Accordingly, the court DENIES confirmation of the debtors' proposed amended plan and GRANTS debtors fourteen (14) days in which to propose a modified plan or this case SHALL BE DISMISSED. An order in accordance with this decision is simultaneously entered.
SO ORDERED.
NOTES
[1] (a) Except as provided in subsection (b), the court shall confirm a plan if
(1) the plan complies with the provisions of this chapter and with the other applicable provisions of this title;
(2) any fee, charge, or amount required under chapter 123 of title 28, or by the plan, to be paid before confirmation, has been paid;
(3) the plan has been proposed in good faith and not by any means forbidden by law;
(4) the value, as of the effective date of the plan, of property to be distributed under the plan on account of each allowed unsecured claim is not less than the amount that would be paid on such claim if the estate of the debtor were liquidated under chapter 7 of this title on such date;
(5) with respect to each allowed secured claim provided for by the plan
(A) the holder of such claim has accepted the plan;
(B)(i) the plan provides that the holder of such claim retain the lien securing such claim; and
(ii) the value, as of the effective date of the plan, of property to be distributed under the plan on account of such claim is not less than the allowed amount of such claim; or
(C) the debtor surrenders the property securing such claim to such holder; and
(6) the debtor will be able to make all payments under the plan and to comply with the plan.
[2] "The new Act has a number of conflicting provisions and is confusing to say the least. . . . [A]nd there is no House or Senate Report of any kind and no Conference Report. . . ." In re White Motor Credit, 761 F.2d 270, 271 (6th Cir. 1985)
[3] "The new amendment thus clarifies that the `good faith' standard of Section 1325(a)(3) does not set any minimum amount or percentage of payments that must be made to unsecured creditors, and will allow courts to once again give to the term `good faith' its traditional historical interpretation. (citations omitted)" 5 Collier On Bankruptcy § 1325.08[1] (15th ed. 1986)
[4] "Thus, where the requirements of the § 1325(b) `ability-to-pay' provisions are met, this court need not further inquire into the degree of substantially of repayment of unsecured debt under the plan as a factor in assessing the `good faith' of a chapter 13 plan under § 1325(a)(3)." In re Red 60 B.R. 113, 116 (Bankr.E.D.Tenn. 1986)
"Among the amendments to the Bankruptcy Code enacted in 1984 in BAFJA was a new subsection of 1325. . . .

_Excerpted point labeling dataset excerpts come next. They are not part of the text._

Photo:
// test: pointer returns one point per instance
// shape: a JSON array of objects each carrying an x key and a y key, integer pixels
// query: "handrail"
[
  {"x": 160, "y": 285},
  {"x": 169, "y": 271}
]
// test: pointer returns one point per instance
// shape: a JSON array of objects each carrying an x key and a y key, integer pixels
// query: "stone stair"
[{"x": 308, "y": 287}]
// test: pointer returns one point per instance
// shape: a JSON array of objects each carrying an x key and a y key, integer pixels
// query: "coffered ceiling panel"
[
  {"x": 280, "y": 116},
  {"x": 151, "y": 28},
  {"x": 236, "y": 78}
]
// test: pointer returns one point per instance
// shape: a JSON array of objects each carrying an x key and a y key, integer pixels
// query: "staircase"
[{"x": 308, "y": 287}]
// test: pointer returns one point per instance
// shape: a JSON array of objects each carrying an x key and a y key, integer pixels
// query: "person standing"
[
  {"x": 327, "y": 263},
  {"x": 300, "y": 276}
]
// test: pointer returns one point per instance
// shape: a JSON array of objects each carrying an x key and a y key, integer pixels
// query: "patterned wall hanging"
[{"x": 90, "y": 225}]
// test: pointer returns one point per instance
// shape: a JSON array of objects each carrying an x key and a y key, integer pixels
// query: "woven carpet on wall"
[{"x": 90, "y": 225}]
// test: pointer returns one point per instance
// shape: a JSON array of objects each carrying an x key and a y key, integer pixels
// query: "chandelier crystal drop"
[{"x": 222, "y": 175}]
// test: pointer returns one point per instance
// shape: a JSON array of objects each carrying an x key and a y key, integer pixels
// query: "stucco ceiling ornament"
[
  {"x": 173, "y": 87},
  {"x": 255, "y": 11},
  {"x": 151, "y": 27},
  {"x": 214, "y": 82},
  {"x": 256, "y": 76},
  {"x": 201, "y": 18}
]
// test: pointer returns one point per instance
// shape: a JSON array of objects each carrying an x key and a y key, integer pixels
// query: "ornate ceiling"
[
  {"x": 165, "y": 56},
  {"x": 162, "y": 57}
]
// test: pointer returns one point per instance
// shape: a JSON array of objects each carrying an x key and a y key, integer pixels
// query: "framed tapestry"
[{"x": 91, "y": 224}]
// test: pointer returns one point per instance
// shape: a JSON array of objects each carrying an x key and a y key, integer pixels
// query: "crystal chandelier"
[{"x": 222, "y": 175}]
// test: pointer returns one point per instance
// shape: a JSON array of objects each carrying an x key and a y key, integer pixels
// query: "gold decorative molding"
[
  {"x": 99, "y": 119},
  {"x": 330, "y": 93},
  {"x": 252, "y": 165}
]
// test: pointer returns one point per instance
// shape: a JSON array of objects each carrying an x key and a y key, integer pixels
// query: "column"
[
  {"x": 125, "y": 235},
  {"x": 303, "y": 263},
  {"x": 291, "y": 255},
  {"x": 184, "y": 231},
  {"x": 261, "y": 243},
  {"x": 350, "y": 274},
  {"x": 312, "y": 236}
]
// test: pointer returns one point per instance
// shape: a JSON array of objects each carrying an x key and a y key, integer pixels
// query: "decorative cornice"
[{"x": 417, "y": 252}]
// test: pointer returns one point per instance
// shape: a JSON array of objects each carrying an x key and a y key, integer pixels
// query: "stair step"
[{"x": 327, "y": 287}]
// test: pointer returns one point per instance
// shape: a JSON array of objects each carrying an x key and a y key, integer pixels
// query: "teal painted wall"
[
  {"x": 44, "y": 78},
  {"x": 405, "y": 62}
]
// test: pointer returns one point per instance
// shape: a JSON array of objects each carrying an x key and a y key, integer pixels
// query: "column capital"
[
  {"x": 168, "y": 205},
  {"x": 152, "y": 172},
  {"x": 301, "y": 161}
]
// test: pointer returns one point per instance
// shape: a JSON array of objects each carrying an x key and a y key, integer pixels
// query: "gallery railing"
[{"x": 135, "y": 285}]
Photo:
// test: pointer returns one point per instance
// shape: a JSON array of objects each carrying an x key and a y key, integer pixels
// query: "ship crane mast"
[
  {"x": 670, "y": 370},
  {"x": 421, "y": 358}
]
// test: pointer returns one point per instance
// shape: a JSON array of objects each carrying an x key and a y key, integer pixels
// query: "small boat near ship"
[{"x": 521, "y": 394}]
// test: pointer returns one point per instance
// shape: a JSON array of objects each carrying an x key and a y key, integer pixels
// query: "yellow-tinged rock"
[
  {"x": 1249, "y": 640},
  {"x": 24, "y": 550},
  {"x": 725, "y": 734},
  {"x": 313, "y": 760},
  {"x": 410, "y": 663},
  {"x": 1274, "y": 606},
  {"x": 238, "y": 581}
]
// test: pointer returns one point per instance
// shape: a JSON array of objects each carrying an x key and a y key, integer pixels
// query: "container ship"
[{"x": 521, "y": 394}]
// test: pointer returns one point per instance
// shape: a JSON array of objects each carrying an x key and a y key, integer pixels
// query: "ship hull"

This statutory provision solves both the problem of excess disposable income and the problem of unreasonably short plans. Under this provision an unsecured creditor cannot be compelled to accept zero payments unless the plan extends at least 36 months, and all of the disposable income is allocated to the plan. (citation omitted)" In re Greer 60 B.R. at 552.
[5] See In re Heard 6 B.R. 876 (1980) Appendix, 885 for a collection of cases disapproving nominal payment plans and Appendix, 886 for a collection of cases approving nominal payment plans. See also Greer, 60 B.R. at 551, n. 6.
[6] See In re Red, 60 B.R. at 115 for a collection of decisions from various Circuit Courts of Appeal.